Das kommt dem wohl am nächsten und ich werde es damit versuchen. Bis auf mögliche Probleme beim Compilieren, werde ich dann doch wahrscheinlich keine weiteren Hard Masked Pakete benötigen oder?

Wenn ich den Rechner eh neu aufsetzen muss, dachte ich mir das ich damit auch erst mal spielen kann.

OT: Wenn ich die Dokumentation so lese, hätte ich mir vielleicht doch lieber eine Skylake CPU gekauft die den AVX-512 Befehlssatz unterstützt, statt einer Kaby-Lake CPU. Es scheint auch als würde dieser Befehlssatz für Desktop-CPUs nicht verwendet.

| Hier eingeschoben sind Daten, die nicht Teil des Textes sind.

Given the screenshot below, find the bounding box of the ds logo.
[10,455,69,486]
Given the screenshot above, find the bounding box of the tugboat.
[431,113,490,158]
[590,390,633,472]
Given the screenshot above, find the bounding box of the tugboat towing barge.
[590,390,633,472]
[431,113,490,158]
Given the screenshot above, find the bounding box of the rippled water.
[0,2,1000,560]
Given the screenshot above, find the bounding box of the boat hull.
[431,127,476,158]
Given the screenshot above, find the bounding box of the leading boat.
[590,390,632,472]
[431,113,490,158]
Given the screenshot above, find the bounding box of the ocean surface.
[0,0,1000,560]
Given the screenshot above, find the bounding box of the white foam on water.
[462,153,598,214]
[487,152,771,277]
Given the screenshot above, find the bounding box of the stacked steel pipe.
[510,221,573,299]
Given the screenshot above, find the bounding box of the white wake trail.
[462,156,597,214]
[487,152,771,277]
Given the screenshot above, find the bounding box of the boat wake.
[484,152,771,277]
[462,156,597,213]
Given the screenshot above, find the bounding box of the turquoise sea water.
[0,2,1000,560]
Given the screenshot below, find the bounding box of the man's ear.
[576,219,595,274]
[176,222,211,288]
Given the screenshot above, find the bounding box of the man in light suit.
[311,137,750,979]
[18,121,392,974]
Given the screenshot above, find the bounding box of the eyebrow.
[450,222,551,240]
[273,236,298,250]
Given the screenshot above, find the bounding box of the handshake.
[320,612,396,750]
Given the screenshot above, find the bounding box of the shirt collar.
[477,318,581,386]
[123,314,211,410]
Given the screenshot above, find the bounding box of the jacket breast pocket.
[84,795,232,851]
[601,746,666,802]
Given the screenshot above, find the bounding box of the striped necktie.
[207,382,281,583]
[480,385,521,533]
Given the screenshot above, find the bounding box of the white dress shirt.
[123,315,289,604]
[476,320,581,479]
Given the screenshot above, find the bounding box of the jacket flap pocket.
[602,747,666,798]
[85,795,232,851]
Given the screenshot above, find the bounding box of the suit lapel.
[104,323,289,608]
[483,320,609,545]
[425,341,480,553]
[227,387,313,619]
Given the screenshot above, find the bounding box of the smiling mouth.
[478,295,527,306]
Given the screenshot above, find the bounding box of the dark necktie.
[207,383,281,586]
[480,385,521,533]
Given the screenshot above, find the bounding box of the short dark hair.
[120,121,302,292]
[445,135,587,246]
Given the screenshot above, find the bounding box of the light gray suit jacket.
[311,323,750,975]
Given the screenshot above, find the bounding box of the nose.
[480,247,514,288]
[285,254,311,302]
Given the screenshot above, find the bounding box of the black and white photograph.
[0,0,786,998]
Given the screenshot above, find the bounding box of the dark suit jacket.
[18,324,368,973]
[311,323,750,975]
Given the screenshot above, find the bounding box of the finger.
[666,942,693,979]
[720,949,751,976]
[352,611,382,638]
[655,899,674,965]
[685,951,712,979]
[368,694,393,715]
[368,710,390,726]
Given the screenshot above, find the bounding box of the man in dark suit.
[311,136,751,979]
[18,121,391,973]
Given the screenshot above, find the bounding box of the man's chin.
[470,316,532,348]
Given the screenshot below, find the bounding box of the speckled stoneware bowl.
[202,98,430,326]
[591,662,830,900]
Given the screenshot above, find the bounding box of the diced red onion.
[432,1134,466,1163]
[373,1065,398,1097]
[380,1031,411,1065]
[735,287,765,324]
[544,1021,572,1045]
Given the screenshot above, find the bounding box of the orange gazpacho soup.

Aber eventuell die im zweiten Halbjahr 2017 erscheinende Cannonlake CPUs.

Edit: Aha. Eine Skylake CPU mit AVX 512 Befehlssatz ist aber scheinbar auch noch nicht im Handel, oder zumindest für Normalsterbliche nicht. Es gibt bei pcgameshardware Bilder zu dem Sockel-3647, und der schaut ja riesig aus. oO

Viele Grüße

----------

## ChrisJumper

Also ich baue gerade mein System neu und muss sagen, das ich bisher von der Performance überrascht bin, die Pakete rauschen nur so an mir vorbei. Sicherlich war das vorher auch schon schnell, aber aktuell ist es zumindest etwas besser.

Es lohnt sich auf jeden Fall nach Jahren noch mal in die Compiler-Flags zu schauen und das System komplett neu zu bauen beziehungsweise auf den aktuellen stand zu bringen. Aber ich denke auch werde ich deswegen auf dem neuen System direkt gcc 6.3 ausprobieren.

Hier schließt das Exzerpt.